One-shot Learning Explained, How It Works & How To Tutorial In Python

by | Aug 24, 2023 | Data Science, Machine Learning

What is one-shot learning?

One-shot learning is a machine learning paradigm that trains models to recognize new objects or patterns based on a single example or a minimal number of examples. Traditional machine learning algorithms often require large amounts of labelled data for training. However, in many real-world scenarios, obtaining such data can be expensive, time-consuming, or even practically impossible.

One-shot learning aims to bridge this gap by focusing on training models that can generalize from a single instance. The primary challenge in one-shot learning is to design algorithms that can effectively extract relevant features from the limited data available and make accurate predictions or classifications when encountering new, unseen examples.

one-shot learning : predict with only a single example

One-shot learning: generalise from a single example.

We often come across zero-, one- and few-shot learning. Have you ever wondered what the difference is?

What is the difference between zero-shot, one-shot and few-shot learning models?

Zero-, one- and few-shot learning are all techniques designed to address the challenge of learning from limited labelled data. Each approach refers to the number of examples available for training and the level of generalization required. Here’s a breakdown of the differences:

Zero-Shot Learning:

  • Number of Examples: The model is trained with no examples for certain classes.
  • Generalization: The goal is to classify instances from classes not seen during training. The model learns to generalize its knowledge to unseen classes.
  • Common Technique: Transfer learning, semantic embeddings, and attribute-based methods are often used in zero-shot learning. These approaches leverage auxiliary information about classes to perform classification.

One-Shot Learning:

  • Number of Examples: The model is trained with just one example per class in.
  • Generalization: The goal is to learn a representation that can differentiate between classes based on a single example.
  • Common Technique: Siamese, matching, and prototypical networks are often used in one-shot learning. These architectures focus on learning relationships between examples.

Few-Shot Learning:

  • Number of Examples: This is a more general term that encompasses both one-shot learning and scenarios where a small number of examples (more than one) per class are available.
  • Generalization: The goal is to enable the model to classify instances from classes with very few training examples.
  • Common Techniques: These methods include variants of one-shot learning models and meta-learning strategies. These techniques teach the ability to adapt quickly to new tasks or classes.

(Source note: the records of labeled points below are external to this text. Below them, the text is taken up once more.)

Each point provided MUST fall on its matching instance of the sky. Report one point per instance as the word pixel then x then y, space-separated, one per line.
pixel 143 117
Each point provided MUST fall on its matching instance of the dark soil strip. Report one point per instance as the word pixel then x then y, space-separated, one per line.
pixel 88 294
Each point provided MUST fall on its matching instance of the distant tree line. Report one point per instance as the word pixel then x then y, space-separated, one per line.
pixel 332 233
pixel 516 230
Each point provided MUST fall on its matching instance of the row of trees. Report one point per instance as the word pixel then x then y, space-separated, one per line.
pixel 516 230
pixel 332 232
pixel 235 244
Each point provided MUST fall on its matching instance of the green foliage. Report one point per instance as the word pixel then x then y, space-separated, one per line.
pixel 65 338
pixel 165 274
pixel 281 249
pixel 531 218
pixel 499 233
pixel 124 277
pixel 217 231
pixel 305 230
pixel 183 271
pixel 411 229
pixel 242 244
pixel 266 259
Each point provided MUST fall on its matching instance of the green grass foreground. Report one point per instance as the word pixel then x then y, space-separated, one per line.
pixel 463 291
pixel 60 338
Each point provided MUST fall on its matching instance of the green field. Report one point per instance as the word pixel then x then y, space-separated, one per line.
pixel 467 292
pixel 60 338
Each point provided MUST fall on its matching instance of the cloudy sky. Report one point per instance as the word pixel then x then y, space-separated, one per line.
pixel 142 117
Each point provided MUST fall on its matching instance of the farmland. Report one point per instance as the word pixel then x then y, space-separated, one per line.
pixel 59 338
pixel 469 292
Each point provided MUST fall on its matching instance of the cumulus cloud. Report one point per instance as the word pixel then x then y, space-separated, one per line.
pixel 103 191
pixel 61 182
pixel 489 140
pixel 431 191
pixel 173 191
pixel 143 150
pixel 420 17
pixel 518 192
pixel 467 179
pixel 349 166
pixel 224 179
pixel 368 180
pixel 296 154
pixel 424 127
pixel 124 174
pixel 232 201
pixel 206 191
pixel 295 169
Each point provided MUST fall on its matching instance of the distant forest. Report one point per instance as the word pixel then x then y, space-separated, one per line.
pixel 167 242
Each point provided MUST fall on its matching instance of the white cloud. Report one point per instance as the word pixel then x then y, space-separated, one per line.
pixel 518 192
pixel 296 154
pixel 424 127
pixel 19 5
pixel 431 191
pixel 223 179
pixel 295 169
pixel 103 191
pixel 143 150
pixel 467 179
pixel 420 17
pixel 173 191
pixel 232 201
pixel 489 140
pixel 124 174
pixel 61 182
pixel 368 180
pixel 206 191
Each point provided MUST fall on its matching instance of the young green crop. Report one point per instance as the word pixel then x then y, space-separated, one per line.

The key differences lie in the number of examples available for training and the level of generalization required. Zero-shot learning deals with recognizing classes not seen during training, one-shot learning aims to classify with just one example per class, and few-shot learning encompasses scenarios where the training data is limited but consists of more than one example per class. All these techniques are important when collecting abundant labelled data is challenging or not feasible.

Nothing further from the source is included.